Comparing Type I and Type II errors

This app does not calculate Type I and Type II error rates. Rather, for each new set of simulated data, it displays test statistics for all pairwise comparisons. Test statistics falling in the rejection region are colored purple.

Type I errors: By default, all population means are equal, so any test statistics in the rejection region (colored purple) are Type I errors. The Tukey and Bonferroni adjustments control family-wise Type I error rate to not exceed 5%, so you should not often see Type I errors on the top plot. You should frequently see Type I errors on the bottom plot, particularly when number of groups is larger.

Type II errors: Selecting "Make μₐ ≠ others" makes the null hypothesis false for any comparison between Group A and another group (μₐ is half a standard deviation larger than the others, i.e. d = 0.5). The test statistics for these comparisons are slightly vertically shifted so as to distinguish them from the test statistics for null comparisons. Any of these test statistics not in the rejection reason (i.e. not colored purple) are Type II errors.

  • You should see Type II errors more frequently in the top plot, since the Tukey and Bonferroni adjustments reduce statistical power.

  • You should see Type II errors more frequently when same size is smaller, and less frequently when sample size is larger.

Comparing Tukey HSD and Bonferroni adjustments

  • The Bonferroni adjustment shifts critical values outward by dividing 𝛼 by number of comparisons.

  • The Tukey HSD ("Honestly Significant Difference") adjustment uses the "Studentized range distribution", which is the distribution of the maximum mean difference across all pairwise comparisons, divided by standard error.

  • The test statistics under Bonferroni and Tukey differ; the Tukey test statistics are pooling variance across all groups to calculate standard error. The "Bonferroni" test statistics are just Student's t statistics, pooling variance only across the two groups being compared. Their differences will be most pronounced when n is small.

  • For larger number of comparisons, the Bonferroni adjustment becomes more conservative than the Tukey HSD adjustment. To best see this:

    1. Set n per group to 35

    2. Set number of groups to 8

    3. Select "Make μₐ ≠ others"

    4. Click "Generate Data" repeatedly, stopping when you see purple differences that are just beyond the critical value under Tukey. Switch from Tukey to Bonferroni. You should often see at least one of the purple differences change color, showing that it is inside the critical value under Bonferroni.
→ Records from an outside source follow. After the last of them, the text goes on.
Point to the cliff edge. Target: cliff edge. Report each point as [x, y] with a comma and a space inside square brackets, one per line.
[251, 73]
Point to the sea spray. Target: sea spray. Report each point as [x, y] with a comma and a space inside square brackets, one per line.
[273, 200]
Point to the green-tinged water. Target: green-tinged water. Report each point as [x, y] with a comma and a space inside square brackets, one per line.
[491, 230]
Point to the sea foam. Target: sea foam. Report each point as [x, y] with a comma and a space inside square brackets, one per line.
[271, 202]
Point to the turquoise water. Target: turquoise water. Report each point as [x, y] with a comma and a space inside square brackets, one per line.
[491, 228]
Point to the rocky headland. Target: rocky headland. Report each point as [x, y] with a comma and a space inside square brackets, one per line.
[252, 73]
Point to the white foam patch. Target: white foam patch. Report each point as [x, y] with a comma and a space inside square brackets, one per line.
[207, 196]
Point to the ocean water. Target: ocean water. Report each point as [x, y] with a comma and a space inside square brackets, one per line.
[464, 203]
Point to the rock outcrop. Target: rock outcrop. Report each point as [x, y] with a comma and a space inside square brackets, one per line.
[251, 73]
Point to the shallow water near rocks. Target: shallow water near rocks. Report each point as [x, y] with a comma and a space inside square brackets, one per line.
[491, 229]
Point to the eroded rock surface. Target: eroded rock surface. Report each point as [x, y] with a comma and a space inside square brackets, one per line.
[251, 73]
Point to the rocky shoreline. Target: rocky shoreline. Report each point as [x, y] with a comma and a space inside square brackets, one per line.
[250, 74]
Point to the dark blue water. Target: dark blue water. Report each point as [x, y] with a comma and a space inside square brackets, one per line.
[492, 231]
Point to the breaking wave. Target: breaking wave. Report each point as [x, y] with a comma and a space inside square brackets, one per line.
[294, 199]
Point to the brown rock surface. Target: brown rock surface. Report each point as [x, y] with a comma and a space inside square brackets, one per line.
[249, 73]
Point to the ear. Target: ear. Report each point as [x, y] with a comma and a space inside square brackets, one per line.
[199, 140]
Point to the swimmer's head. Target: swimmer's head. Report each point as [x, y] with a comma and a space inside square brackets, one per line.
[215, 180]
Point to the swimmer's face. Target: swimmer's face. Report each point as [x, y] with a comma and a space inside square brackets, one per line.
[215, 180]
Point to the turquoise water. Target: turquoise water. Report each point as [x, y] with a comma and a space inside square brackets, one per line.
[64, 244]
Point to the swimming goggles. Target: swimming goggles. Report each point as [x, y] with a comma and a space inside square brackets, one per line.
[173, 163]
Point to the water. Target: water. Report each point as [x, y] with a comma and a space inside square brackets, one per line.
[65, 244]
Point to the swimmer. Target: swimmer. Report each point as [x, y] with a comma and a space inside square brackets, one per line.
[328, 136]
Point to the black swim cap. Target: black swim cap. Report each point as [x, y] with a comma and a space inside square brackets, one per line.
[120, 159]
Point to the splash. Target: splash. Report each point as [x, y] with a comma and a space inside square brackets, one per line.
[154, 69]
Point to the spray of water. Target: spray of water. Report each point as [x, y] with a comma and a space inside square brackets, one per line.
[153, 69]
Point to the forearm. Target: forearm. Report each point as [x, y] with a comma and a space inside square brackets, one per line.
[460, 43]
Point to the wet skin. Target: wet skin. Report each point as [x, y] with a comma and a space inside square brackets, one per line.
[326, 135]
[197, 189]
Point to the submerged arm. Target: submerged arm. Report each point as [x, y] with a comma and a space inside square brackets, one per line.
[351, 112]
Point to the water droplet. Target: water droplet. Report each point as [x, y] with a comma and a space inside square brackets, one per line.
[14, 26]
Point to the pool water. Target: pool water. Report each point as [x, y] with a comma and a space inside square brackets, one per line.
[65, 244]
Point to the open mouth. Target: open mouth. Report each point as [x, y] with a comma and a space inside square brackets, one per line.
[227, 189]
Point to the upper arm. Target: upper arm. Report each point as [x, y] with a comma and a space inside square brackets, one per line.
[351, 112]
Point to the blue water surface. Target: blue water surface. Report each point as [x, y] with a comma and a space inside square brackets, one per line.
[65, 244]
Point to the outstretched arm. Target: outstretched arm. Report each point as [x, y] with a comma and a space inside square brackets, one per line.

    5. This occurs more often when unadjusted power is low-to-moderate, which is why a relatively small sample size works best.

    6. Caution: do not draw any general conclusions about what a "good" sample size is from this. Power depends on sample size and effect size, and this app fixes effect size when null is false at d = 0.5.

  • A note on the Tukey HSD plot: Tukey's Studentized range distribution is formally defined for positive values only, where the maximum mean difference is defined as the maximum minus the minimum among all group means. I wanted this app to allow for a clear visual comparison of the adjustment methods and unadjusted Student's t, so I set it to plot both a positive and negative version of the Studentized range distribution, and to allow positive and negative test statistics. All values under the formally defined (positive-only) Studentized range distribution are divided by sqrt(2), making it equivalent to Student's t when there are only two groups, and giving it the correct 5% family-wise Type I error rate when all population means are equal.